Beth Simone Noveck in Governing: Launching the Data Justice Network

Andrew Young — February 01, 2017

In her latest column for Governing, Network chair Beth Simone Noveck describes the GovLab’s newly launched Data Justice Network. The piece, written together with Batu Sayici, the GovLab’s director of user experience, makes the case for expert networking technologies to “potentially transform how justice practitioners gain and share knowledge.” As data-driven decision-making takes hold across governance sectors, including criminal justice, Noveck and Sayici argue that the ability to identify and consult with those possessing relevant data expertise can increase the chances of success for a criminal justice data project.

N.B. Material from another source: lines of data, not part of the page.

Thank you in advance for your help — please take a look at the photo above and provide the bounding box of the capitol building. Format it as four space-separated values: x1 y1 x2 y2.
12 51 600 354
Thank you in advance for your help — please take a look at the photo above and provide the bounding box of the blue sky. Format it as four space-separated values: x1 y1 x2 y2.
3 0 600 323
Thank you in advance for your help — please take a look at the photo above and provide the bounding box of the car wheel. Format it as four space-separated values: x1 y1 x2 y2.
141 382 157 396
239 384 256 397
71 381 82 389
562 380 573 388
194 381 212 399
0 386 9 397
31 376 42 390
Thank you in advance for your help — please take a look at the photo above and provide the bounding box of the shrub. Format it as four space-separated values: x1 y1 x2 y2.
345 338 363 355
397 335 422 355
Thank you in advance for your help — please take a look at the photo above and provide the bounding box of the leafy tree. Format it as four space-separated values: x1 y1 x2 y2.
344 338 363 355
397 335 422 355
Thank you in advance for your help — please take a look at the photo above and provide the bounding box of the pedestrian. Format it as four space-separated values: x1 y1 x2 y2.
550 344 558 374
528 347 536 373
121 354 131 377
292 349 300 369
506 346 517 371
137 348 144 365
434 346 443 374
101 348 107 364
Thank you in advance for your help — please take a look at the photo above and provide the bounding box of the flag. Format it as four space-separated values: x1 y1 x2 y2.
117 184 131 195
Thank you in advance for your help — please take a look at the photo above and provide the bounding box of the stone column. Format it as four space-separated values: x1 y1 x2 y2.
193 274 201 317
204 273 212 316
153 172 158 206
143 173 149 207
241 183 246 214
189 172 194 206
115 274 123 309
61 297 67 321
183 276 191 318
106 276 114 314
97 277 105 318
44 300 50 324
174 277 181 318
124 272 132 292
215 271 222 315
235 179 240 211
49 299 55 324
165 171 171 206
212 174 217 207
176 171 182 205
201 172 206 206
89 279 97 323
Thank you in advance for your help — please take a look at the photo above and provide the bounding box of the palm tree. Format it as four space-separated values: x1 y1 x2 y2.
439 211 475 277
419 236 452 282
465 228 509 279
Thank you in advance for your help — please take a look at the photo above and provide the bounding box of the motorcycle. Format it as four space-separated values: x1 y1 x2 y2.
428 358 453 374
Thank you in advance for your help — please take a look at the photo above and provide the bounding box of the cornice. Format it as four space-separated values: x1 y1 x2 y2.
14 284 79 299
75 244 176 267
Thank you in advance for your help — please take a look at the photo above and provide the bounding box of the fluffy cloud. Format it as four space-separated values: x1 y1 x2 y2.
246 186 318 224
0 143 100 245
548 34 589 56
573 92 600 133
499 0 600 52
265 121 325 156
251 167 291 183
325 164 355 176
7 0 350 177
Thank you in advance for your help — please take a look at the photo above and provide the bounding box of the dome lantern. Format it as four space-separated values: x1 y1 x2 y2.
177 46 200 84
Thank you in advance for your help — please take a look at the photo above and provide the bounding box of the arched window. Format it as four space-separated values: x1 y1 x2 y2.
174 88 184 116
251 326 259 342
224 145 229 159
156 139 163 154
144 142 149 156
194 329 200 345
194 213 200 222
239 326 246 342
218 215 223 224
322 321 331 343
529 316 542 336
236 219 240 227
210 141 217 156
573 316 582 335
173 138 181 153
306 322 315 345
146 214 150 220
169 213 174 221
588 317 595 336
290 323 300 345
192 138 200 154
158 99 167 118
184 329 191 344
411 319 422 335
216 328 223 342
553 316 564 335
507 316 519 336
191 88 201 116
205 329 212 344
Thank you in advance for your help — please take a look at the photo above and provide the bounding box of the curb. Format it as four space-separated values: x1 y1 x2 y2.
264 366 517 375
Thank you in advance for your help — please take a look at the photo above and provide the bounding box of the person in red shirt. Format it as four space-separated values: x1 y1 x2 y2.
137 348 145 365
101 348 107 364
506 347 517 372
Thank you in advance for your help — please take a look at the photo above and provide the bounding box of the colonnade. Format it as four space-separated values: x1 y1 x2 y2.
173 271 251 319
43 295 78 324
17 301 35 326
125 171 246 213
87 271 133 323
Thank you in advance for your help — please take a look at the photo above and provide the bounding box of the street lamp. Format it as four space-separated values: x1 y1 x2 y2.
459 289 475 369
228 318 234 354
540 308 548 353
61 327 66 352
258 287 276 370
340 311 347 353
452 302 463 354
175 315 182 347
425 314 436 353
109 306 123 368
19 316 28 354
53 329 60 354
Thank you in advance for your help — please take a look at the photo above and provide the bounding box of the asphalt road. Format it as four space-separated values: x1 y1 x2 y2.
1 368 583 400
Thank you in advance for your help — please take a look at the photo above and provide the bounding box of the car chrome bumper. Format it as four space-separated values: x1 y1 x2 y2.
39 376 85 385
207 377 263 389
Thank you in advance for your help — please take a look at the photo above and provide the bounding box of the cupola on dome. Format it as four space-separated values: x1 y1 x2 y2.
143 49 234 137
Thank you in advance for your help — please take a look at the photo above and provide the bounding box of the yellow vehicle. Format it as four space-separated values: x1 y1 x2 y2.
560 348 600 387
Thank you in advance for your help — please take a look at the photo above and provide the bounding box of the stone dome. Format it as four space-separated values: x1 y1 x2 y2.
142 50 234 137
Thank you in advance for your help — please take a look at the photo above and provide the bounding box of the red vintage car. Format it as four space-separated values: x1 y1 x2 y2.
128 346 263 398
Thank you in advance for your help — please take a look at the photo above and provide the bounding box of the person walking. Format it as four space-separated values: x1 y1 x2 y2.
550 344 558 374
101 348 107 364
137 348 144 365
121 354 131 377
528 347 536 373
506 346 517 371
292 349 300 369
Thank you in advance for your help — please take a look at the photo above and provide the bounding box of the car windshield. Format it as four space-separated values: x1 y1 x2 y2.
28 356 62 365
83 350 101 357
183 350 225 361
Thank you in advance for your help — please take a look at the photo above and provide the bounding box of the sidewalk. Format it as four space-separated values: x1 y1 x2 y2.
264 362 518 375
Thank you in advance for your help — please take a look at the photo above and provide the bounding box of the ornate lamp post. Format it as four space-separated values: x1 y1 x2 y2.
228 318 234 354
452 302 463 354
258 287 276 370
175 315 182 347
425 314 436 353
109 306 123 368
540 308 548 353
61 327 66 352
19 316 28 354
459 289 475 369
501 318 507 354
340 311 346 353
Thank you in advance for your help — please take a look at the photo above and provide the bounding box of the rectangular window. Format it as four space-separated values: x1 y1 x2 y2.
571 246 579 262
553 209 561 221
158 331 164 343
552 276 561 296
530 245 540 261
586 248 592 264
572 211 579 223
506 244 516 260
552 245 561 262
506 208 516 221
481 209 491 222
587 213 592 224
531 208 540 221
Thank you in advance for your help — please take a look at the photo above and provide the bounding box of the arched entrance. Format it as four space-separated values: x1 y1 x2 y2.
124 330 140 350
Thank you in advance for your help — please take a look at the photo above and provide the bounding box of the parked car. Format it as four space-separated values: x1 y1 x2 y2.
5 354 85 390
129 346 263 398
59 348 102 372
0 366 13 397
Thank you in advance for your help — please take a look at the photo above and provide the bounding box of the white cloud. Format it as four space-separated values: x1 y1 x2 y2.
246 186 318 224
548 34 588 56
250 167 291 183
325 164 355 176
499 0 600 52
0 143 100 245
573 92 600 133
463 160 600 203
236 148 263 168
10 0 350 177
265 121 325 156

Noveck and Sayici provide background on the project:

“During President Obama’s administration, the White House championed a Data-Driven Justice (DDJ) initiative focused on helping state and local jurisdictions identify and make better use of their own and others’ data. But after investing in and focusing on collecting data, state and local governments are struggling to determine how to move from collection to responsible and effective use and analysis. In a 2012 Bureau of Justice Statistics survey of criminal-justice professionals, only 39 percent reported even employing researchers on staff to evaluate performance, and the survey revealed wide disparities in the embrace of data-driven decision-making. More recently, in a Governance Lab survey of criminal-justice coordinating councils, 53 percent reported that they did some data analysis at the individual agency level, but a full 22 percent reported that they did no data analysis at all.

To help rectify this situation, the Justice Management Institute and the GovLab, in collaboration with the National Association of Counties, the Pew-MacArthur Results First Initiative, Code for America and the Sunlight Foundation, have launched the Data Justice Network, a knowledge-exchange platform that aims to accelerate data-driven justice reforms by facilitating better collaboration among criminal-justice practitioners and policymakers.”

They go on to describe the goals and functionalities of the network:

“The platform, built with support from a grant by the Laura and John Arnold Foundation, allows justice officials to find colleagues with relevant experience in working with data – ranging from high-level strategy, coordination, regulatory and legal compliance to working with vendors, analytics and reporting – as well as justice-specific experience in areas such as crime prevention, pretrial procedures, mental health treatment and recidivism reduction. Users can share their innovative projects to gain visibility and inspire others while learning from their peers about what works, what doesn’t and how to implement new programs.”